Rebuffing the critics...
By Tom Krazit
Published: 11 May 2007 10:10 BST
Apple CEO Steve Jobs shrugged off questions about stock option backdating and environmental policies at the company's annual meeting of shareholders on Thursday - something he can well afford to do, having presided over a 50 per cent rise in Apple's stock over the past year.
Jobs drew laughs from most shareholders as he sardonically responded to questions from representatives of the AFL-CIO and Greenpeace at the meeting.

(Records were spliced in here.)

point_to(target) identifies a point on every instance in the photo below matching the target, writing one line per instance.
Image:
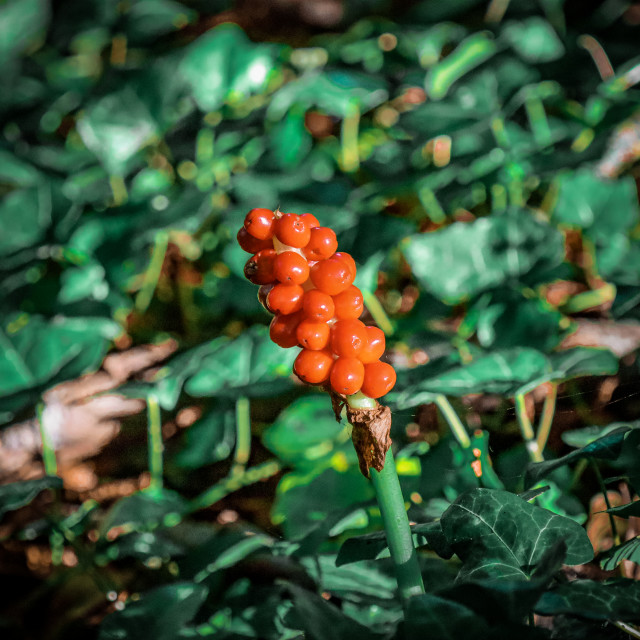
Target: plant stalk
(457, 428)
(398, 532)
(546, 419)
(527, 430)
(155, 445)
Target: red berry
(313, 335)
(285, 298)
(263, 292)
(322, 244)
(251, 244)
(291, 268)
(260, 223)
(318, 306)
(349, 304)
(348, 338)
(259, 269)
(374, 347)
(282, 330)
(347, 375)
(313, 366)
(379, 379)
(292, 230)
(310, 219)
(341, 255)
(331, 276)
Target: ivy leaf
(250, 365)
(463, 259)
(617, 600)
(496, 534)
(161, 613)
(629, 550)
(224, 66)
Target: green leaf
(305, 499)
(115, 128)
(629, 550)
(224, 66)
(430, 616)
(23, 24)
(364, 579)
(619, 600)
(250, 365)
(575, 363)
(305, 432)
(499, 372)
(463, 259)
(25, 215)
(224, 550)
(371, 546)
(322, 620)
(607, 447)
(209, 439)
(19, 494)
(336, 92)
(144, 511)
(496, 534)
(534, 40)
(160, 613)
(629, 510)
(34, 352)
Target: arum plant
(308, 286)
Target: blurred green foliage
(470, 162)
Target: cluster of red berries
(308, 285)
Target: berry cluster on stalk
(308, 285)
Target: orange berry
(331, 276)
(379, 379)
(348, 338)
(285, 298)
(349, 304)
(347, 375)
(322, 244)
(251, 244)
(318, 306)
(374, 348)
(341, 255)
(291, 268)
(313, 335)
(260, 223)
(282, 330)
(259, 268)
(313, 367)
(310, 219)
(292, 230)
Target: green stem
(457, 428)
(627, 628)
(154, 442)
(377, 312)
(527, 430)
(230, 484)
(152, 274)
(398, 532)
(349, 136)
(48, 450)
(243, 436)
(546, 419)
(605, 495)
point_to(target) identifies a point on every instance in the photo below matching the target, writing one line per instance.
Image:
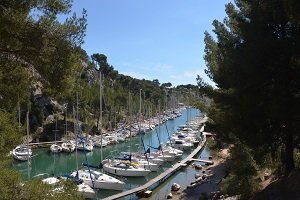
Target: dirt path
(212, 183)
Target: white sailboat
(125, 167)
(23, 152)
(67, 146)
(55, 148)
(95, 178)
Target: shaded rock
(175, 187)
(170, 196)
(197, 175)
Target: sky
(157, 39)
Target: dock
(44, 143)
(162, 177)
(204, 161)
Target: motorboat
(98, 180)
(68, 146)
(124, 168)
(55, 148)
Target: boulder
(170, 196)
(175, 187)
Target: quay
(43, 144)
(204, 161)
(163, 176)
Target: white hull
(86, 191)
(68, 147)
(123, 170)
(99, 180)
(54, 148)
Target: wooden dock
(43, 143)
(204, 161)
(160, 178)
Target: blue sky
(157, 39)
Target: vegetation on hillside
(253, 57)
(44, 71)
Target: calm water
(59, 164)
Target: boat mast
(27, 132)
(140, 111)
(100, 108)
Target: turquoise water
(58, 164)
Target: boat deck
(162, 177)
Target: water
(58, 164)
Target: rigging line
(159, 141)
(86, 160)
(145, 151)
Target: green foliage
(243, 171)
(10, 136)
(254, 62)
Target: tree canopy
(253, 57)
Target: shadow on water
(59, 164)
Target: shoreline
(211, 184)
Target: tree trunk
(289, 152)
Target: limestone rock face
(170, 196)
(175, 187)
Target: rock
(170, 196)
(198, 166)
(175, 187)
(197, 175)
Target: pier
(204, 161)
(41, 144)
(163, 176)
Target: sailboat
(95, 178)
(125, 166)
(55, 148)
(67, 146)
(23, 152)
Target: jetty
(203, 161)
(163, 176)
(41, 144)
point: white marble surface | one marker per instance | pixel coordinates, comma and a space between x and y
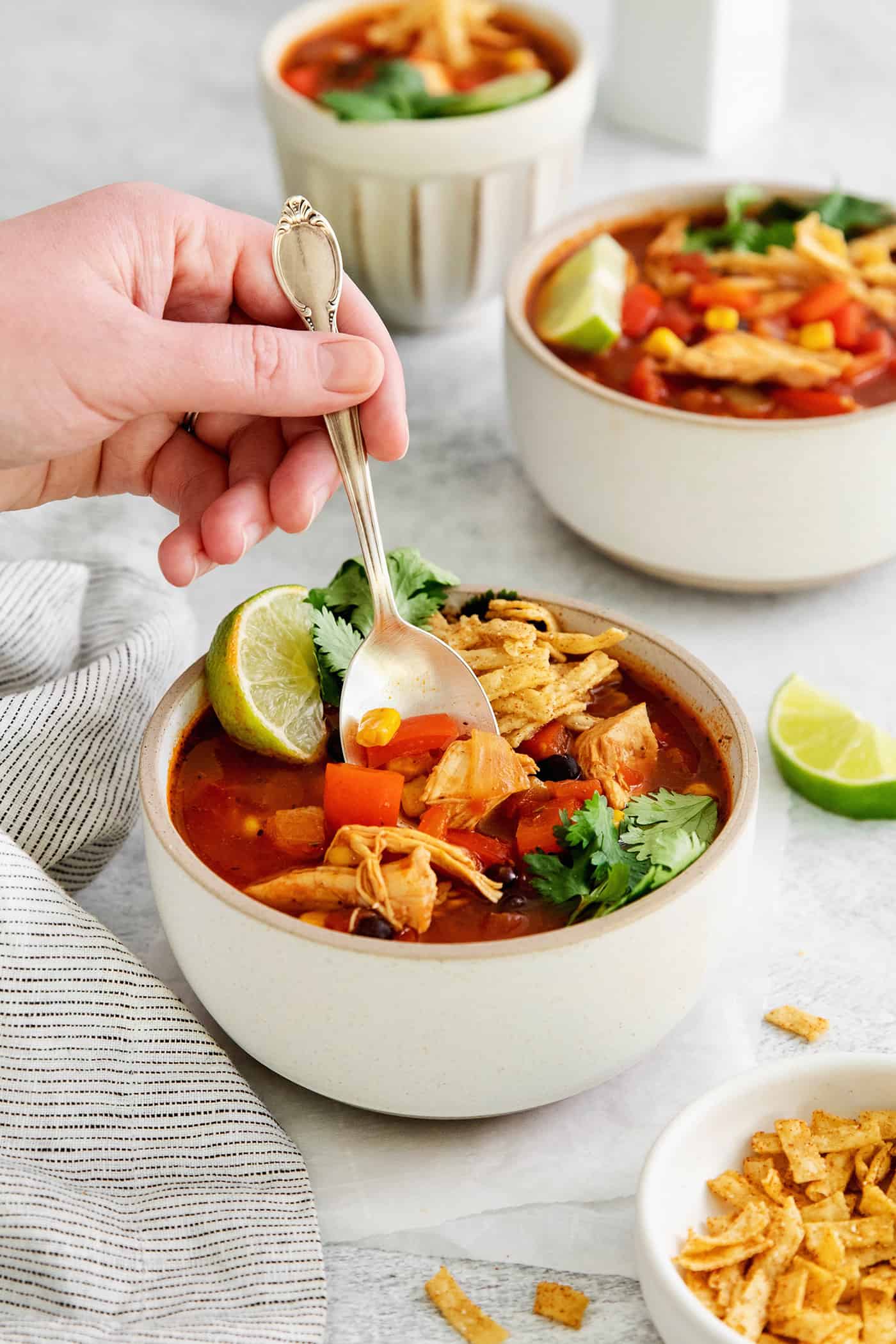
115, 90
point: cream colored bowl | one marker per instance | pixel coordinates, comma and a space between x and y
749, 506
429, 212
711, 1136
463, 1030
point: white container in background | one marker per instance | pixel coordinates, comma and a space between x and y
430, 212
700, 73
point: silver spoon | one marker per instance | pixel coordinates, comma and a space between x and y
398, 664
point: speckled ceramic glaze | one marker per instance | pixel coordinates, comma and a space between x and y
705, 500
453, 1030
429, 212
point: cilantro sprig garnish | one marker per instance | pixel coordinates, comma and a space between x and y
344, 609
776, 223
605, 866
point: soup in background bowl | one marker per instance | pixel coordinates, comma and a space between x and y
755, 496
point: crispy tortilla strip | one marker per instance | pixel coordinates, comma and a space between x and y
461, 1313
750, 1309
799, 1148
562, 1304
798, 1022
836, 1133
743, 358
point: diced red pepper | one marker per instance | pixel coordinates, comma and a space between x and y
640, 308
723, 293
677, 317
305, 79
418, 734
812, 401
648, 382
488, 850
849, 324
356, 795
552, 740
821, 301
435, 822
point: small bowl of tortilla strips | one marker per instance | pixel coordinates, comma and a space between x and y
767, 1210
722, 365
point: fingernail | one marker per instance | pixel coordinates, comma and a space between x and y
252, 534
348, 366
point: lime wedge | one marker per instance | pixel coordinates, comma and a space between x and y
829, 755
580, 304
262, 676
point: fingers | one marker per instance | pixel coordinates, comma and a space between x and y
250, 370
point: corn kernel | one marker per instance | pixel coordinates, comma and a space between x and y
662, 342
520, 58
817, 335
722, 319
378, 728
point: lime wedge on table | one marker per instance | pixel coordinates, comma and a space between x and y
580, 304
262, 676
831, 756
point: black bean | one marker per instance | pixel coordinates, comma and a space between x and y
335, 746
559, 768
503, 872
370, 925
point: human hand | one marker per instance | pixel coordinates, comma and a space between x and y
127, 307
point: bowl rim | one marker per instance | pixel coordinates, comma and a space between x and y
534, 252
749, 1081
309, 14
155, 805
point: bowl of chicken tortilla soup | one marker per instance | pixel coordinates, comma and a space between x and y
703, 383
472, 924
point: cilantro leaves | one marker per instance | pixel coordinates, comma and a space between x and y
776, 223
604, 866
344, 611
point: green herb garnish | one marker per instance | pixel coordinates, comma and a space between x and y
604, 866
480, 605
346, 611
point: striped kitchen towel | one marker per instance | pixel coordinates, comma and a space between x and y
145, 1194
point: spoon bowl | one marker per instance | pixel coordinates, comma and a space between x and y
398, 666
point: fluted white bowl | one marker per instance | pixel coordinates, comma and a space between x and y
430, 212
468, 1028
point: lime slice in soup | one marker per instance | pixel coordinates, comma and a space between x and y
829, 755
580, 304
262, 676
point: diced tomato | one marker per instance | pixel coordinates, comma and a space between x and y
573, 794
435, 822
421, 733
356, 795
694, 262
877, 342
677, 317
552, 740
648, 382
536, 832
723, 293
849, 324
305, 79
640, 308
488, 850
821, 301
810, 401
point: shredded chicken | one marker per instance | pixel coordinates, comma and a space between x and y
625, 740
356, 844
474, 777
743, 358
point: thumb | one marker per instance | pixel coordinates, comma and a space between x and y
253, 370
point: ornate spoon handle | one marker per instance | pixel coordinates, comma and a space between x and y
308, 264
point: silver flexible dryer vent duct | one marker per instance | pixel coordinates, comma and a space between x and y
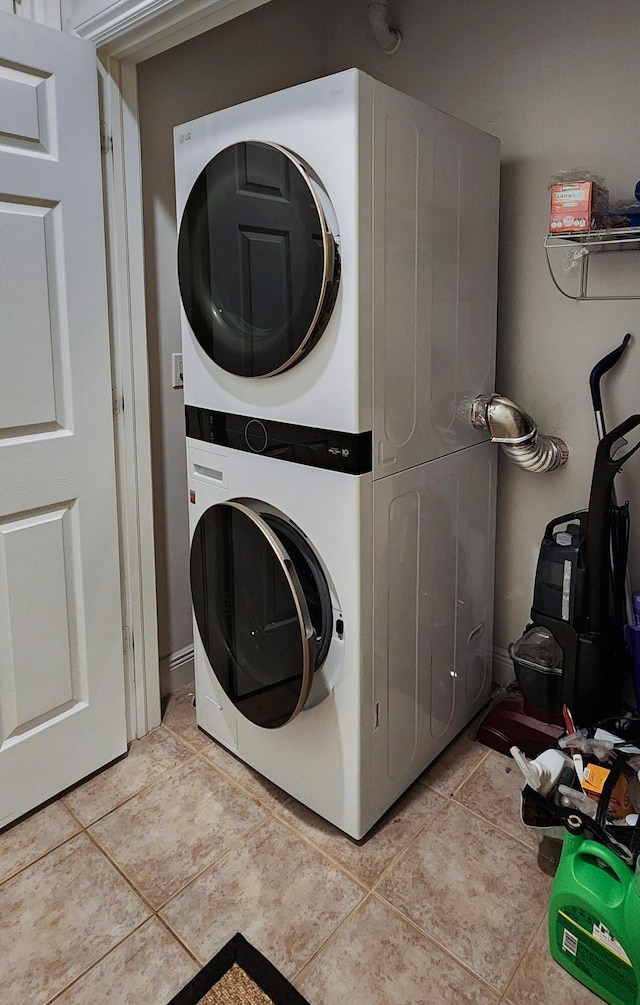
388, 38
517, 434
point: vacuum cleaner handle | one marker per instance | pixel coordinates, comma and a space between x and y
597, 537
601, 368
578, 517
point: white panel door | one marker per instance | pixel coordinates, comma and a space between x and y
61, 677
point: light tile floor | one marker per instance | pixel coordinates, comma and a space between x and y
124, 887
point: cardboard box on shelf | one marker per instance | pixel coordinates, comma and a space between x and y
577, 207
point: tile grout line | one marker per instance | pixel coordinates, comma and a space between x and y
147, 785
496, 826
78, 977
334, 935
433, 941
520, 961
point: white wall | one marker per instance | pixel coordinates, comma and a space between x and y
276, 45
558, 83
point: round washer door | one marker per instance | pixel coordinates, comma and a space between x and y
262, 608
257, 262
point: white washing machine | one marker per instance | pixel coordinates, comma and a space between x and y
338, 264
344, 624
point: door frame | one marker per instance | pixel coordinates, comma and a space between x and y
126, 34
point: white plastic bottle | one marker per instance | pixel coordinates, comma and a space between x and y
543, 773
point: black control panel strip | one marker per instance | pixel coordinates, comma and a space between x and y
327, 448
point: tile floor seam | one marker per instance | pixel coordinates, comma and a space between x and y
254, 827
334, 935
434, 942
519, 963
423, 932
472, 772
95, 963
179, 736
39, 858
121, 871
321, 851
267, 802
496, 826
403, 851
180, 941
144, 788
234, 781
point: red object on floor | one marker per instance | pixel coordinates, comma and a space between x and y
513, 722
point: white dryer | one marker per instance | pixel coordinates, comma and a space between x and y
344, 624
338, 264
338, 267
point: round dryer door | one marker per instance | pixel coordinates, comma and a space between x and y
262, 607
257, 262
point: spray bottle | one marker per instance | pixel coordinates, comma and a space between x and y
546, 771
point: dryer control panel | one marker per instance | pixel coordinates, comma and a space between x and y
328, 448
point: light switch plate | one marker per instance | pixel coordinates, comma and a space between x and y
176, 370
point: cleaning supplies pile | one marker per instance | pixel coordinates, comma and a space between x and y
589, 785
594, 772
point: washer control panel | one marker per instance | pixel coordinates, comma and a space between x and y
328, 448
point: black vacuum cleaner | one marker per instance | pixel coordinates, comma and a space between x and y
574, 650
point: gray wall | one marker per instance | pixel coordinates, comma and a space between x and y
558, 84
278, 44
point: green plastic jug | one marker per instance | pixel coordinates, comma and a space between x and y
594, 918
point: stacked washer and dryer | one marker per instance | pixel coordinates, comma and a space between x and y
338, 266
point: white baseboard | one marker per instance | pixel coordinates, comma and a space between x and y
176, 670
502, 667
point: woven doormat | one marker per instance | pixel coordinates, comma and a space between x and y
238, 975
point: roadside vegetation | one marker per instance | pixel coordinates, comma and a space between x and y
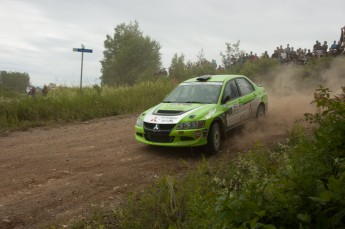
62, 104
299, 183
65, 104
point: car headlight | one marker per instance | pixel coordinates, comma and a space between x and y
191, 125
140, 122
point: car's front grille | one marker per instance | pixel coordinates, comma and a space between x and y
159, 138
158, 132
154, 126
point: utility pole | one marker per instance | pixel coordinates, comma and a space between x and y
82, 50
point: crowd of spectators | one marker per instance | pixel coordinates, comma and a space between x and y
288, 54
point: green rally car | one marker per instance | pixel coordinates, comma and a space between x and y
200, 110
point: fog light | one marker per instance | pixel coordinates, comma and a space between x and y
198, 134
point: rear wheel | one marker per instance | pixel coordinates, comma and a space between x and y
261, 112
214, 138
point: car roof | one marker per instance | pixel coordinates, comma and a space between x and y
213, 78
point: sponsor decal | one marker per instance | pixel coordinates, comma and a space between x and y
150, 118
210, 113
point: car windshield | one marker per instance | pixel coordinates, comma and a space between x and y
195, 92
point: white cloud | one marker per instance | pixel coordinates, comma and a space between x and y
38, 35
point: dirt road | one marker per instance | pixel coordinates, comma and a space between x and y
58, 174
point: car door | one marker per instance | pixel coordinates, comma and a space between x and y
247, 95
231, 103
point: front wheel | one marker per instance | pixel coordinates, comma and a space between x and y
214, 138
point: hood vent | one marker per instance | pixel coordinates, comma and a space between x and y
169, 112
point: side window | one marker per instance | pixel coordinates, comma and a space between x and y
244, 86
231, 90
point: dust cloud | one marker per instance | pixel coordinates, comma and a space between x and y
290, 97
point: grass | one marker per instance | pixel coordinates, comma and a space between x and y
70, 104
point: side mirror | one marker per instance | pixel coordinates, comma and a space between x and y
225, 99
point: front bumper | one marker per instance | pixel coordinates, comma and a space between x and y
171, 138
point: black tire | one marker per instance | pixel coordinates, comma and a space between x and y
260, 112
214, 138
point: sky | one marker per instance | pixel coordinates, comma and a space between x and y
38, 36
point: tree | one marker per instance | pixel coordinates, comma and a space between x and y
129, 56
232, 51
178, 69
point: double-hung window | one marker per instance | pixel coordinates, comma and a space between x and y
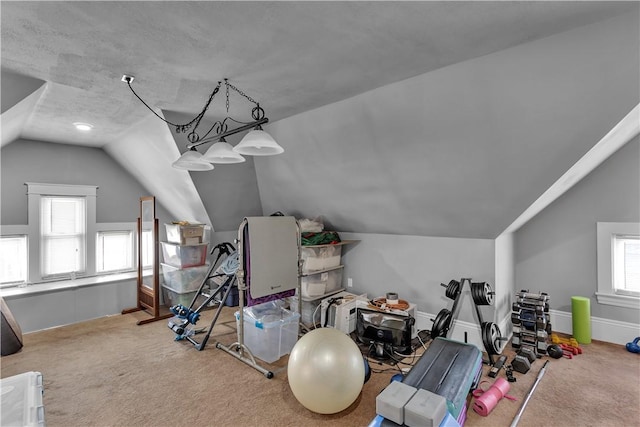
114, 250
63, 235
62, 226
62, 239
13, 259
618, 252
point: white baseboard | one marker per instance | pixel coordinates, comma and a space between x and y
607, 330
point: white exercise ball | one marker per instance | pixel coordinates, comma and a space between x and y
326, 371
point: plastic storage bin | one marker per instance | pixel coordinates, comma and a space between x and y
172, 297
310, 315
191, 234
313, 289
184, 279
182, 256
270, 331
317, 258
22, 403
332, 281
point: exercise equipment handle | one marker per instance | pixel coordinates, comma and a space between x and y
516, 419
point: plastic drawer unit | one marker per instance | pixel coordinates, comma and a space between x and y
22, 400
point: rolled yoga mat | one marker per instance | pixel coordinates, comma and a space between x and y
581, 317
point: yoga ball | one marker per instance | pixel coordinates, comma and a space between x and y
326, 371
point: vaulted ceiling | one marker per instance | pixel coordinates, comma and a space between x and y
325, 65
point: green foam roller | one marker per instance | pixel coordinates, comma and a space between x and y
581, 318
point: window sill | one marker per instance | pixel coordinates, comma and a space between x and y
618, 300
66, 284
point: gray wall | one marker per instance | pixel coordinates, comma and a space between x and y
412, 266
555, 252
33, 161
460, 151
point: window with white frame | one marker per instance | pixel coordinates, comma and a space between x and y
13, 260
62, 235
114, 251
64, 240
618, 252
626, 265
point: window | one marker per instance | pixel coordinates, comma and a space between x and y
626, 265
147, 254
618, 252
13, 260
114, 251
62, 235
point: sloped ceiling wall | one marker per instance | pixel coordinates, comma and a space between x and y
460, 151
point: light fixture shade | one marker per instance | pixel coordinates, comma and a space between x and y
222, 152
192, 161
258, 143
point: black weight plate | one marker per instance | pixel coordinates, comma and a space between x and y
441, 323
453, 289
491, 337
515, 318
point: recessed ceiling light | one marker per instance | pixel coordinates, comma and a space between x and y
83, 126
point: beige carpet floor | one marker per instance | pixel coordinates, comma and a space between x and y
111, 372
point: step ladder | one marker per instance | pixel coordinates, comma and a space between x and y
216, 286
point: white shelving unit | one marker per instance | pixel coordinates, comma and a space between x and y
321, 276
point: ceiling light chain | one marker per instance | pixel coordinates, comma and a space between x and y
255, 143
180, 128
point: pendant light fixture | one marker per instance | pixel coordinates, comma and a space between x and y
192, 160
256, 142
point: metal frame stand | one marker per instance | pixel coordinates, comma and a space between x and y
188, 315
238, 349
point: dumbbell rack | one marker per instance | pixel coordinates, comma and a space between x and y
482, 294
531, 321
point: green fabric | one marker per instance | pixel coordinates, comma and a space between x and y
322, 238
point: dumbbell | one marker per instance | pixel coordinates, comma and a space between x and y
523, 359
633, 347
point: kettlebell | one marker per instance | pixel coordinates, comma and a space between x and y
633, 347
555, 351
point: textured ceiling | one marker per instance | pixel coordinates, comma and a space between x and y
490, 101
290, 56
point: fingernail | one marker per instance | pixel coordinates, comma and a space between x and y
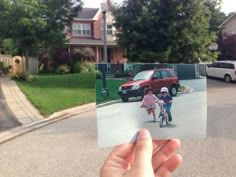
143, 135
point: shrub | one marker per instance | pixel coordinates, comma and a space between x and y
76, 68
63, 69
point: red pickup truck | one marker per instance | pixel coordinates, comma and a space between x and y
156, 79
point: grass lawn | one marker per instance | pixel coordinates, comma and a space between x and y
113, 86
51, 93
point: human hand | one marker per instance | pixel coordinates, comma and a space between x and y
145, 158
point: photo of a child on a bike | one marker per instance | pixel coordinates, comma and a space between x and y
164, 101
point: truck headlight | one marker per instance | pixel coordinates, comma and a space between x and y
136, 87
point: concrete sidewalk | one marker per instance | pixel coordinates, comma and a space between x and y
20, 106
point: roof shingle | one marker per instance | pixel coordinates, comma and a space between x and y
87, 13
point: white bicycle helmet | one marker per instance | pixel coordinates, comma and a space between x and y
164, 89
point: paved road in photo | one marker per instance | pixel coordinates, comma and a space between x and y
69, 148
123, 120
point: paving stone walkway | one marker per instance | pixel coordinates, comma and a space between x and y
20, 106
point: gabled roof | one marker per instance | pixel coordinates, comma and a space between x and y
87, 13
228, 19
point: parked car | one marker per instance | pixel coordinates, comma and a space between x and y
155, 79
222, 69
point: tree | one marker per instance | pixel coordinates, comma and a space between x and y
217, 17
165, 30
36, 24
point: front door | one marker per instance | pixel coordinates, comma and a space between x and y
109, 55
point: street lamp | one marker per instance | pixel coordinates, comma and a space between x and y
104, 11
105, 92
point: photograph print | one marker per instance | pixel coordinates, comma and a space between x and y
170, 100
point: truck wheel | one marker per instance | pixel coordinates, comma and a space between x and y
173, 90
124, 99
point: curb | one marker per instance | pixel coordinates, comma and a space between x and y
58, 116
108, 103
186, 90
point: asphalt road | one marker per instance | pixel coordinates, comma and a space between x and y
119, 122
69, 148
7, 120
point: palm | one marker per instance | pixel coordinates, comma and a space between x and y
121, 161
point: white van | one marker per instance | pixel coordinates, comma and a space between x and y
222, 69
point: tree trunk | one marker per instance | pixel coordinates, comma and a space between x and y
27, 64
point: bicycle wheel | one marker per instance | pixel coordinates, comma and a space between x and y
161, 121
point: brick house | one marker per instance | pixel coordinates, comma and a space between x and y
227, 38
87, 32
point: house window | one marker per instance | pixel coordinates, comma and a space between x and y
81, 29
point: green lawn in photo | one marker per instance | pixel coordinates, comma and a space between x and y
52, 93
113, 86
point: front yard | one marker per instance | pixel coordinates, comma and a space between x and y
51, 93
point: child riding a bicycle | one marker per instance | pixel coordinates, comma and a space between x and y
167, 100
148, 102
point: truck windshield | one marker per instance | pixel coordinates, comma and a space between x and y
144, 75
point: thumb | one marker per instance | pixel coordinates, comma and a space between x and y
143, 152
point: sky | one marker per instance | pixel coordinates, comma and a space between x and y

Several proposals were submitted by shareholders, including one calling for an option-dating policy and another that would subject executive compensation to a shareholder vote.
All such proposals were rejected in preliminary voting.
Apple's board of directors has been under fire from corporate-governance organisations such as Institutional Shareholder Services over its defense of Jobs' actions concerning stock option backdating at Apple. A US Securities and Exchange Commission investigation has charged two former Apple employees with improper conduct but that investigation cleared the company and the SEC has not charged Jobs with anything.
In response to heated questioning from Brandon Reese, a representative of the AFL-CIO labour union and the sponsor of a shareholder proposal calling for shareholder oversight of executive compensation, Jobs said: "Unless you think there's a conspiracy involving the SEC too, I don't know what to say."
Reese asked Jobs if he would reimburse Apple for any gains he received from the backdated options. Apple has admitted that Jobs received two options packages that came with cherry-picked exercise dates but he never exercised those options, exchanging them for a restricted stock award in 2003.
Jobs said the option grant he received in October 2001 was actually approved by the board in August 2001, when the stock price was lower. "I didn't ask the company to pay me back," he retorted, as several hundred attendees at Apple's corporate headquarters broke into laughter.
A representative of the Teamsters Union asked to speak with Bill Campbell, the head of Apple's compensation committee, but was rebuffed by Jobs. Jobs makes only $1 a year in salary, but hundreds of millions in stock awards made him the highest-paid CEO in the US last year.
Jobs joked: "I get 50 cents a year for showing up, and the other 50 cents is based on my performance."
The Teamsters wanted Apple to be more transparent on how it links executive compensation to performance, but its proposal failed to pass.